Da Redação
A Terceira Turma do Superior Tribunal de Justiça decidiu, por unanimidade, que casais do mesmo sexo não precisam expor publicamente sua relação para ter reconhecida a união estável. O entendimento considera o direito à privacidade e o receio de preconceito que ainda afeta essas relações, especialmente em cidades do interior. A decisão beneficiou um casal de mulheres que viveu junto por mais de 30 anos em Goiás.
Caso envolveu relacionamento de três décadas mantido em discrição
Duas mulheres conviveram por mais de 30 anos em uma cidade do interior de Goiás, compartilhando vida, projetos e patrimônio até a morte de uma delas, em 2020. Durante todo esse tempo, o casal manteve a relação de forma reservada, sem grande exposição pública.
Após o falecimento, a companheira sobrevivente buscou o reconhecimento judicial da união estável. Porém, o juiz de primeira instância negou o pedido, argumentando que faltava a publicidade da relação – requisito considerado essencial pelo Código Civil.
Tribunal de Goiás reformou decisão inicial
O Tribunal de Justiça de Goiás reformou a sentença, entendendo que era possível flexibilizar a exigência de publicidade diante das provas apresentadas. Havia elementos suficientes para comprovar a união: o casal adquiriu bens em conjunto, reformou a casa onde vivia, recebia visitas de familiares, viajava e frequentava eventos sociais.
Irmãos e sobrinhos da falecida, na condição de herdeiros, recorreram ao STJ alegando que a publicidade seria indispensável. Contudo, a ministra Nancy Andrighi, relatora do caso, rejeitou esse argumento.
Dignidade humana deve orientar interpretação do requisito
Para a relatora, quando se trata de relações homoafetivas, o requisito da publicidade deve ser interpretado considerando princípios fundamentais como a dignidade da pessoa humana, a isonomia e a liberdade individual. É preciso garantir a proteção da vida sexual e da intimidade dos conviventes.
Nancy Andrighi explicou que a constituição da união estável depende muito mais da intenção de formar família do que do conhecimento da relação pela sociedade. Os conviventes não são obrigados a expor excessivamente sua vida privada e têm direito à discrição.
Contexto social influencia reconhecimento da união
A ministra destacou que, nas uniões homoafetivas, é comum que as relações sejam omitidas de familiares por medo de julgamentos negativos ou represálias. Esse receio é ainda mais intenso em cidades do interior e em épocas de maior intolerância.

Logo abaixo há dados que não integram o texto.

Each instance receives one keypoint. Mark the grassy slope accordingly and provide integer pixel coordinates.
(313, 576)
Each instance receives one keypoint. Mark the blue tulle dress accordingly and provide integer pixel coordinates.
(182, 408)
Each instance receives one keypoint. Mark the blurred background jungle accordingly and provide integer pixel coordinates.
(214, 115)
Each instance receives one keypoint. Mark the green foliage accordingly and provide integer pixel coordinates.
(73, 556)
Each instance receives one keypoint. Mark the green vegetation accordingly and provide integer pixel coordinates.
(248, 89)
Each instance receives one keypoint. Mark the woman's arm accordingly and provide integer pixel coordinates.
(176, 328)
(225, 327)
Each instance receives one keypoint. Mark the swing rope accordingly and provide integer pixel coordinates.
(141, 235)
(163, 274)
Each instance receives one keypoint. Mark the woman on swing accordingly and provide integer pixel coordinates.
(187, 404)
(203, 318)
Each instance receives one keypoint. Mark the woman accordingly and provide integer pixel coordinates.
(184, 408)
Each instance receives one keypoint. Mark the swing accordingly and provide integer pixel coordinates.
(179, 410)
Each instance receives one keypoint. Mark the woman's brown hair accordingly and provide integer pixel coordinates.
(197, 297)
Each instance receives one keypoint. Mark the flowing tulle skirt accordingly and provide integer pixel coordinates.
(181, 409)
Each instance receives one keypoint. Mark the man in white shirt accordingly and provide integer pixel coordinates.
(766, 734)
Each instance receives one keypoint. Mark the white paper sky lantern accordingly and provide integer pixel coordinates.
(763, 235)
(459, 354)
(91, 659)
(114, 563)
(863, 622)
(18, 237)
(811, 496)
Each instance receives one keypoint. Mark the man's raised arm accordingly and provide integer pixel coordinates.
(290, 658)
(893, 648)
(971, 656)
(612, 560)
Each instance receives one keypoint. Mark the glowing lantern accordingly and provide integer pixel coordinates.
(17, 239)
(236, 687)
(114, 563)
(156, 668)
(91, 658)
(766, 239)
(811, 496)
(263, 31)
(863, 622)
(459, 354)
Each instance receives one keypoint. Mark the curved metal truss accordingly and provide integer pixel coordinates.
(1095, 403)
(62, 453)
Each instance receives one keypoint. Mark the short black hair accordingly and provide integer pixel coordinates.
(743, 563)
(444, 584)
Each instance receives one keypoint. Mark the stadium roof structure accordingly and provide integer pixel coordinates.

Por isso, segundo a relatora, cada caso deve ser analisado considerando o contexto histórico-cultural e o ambiente social em que o casal vive. “Negar o reconhecimento de união estável homoafetiva em razão da ausência da publicidade do relacionamento, quando evidente a convivência contínua e duradora, como uma verdadeira família, seria invisibilizar uma camada da sociedade já estigmatizada”, afirmou.
Decisão reforça proteção a casais do mesmo sexo
Com esse entendimento, o STJ estabeleceu que a publicidade não pode ser exigida como “excessiva e desmedida exposição social”. O importante é que estejam demonstrados os demais elementos da união estável: convivência contínua, duradoura e com objetivo de constituir família.
A decisão representa um avanço na proteção dos direitos de casais homoafetivos, reconhecendo que muitos vivem suas relações de forma reservada como estratégia de sobrevivência em ambientes hostis ou preconceituosos.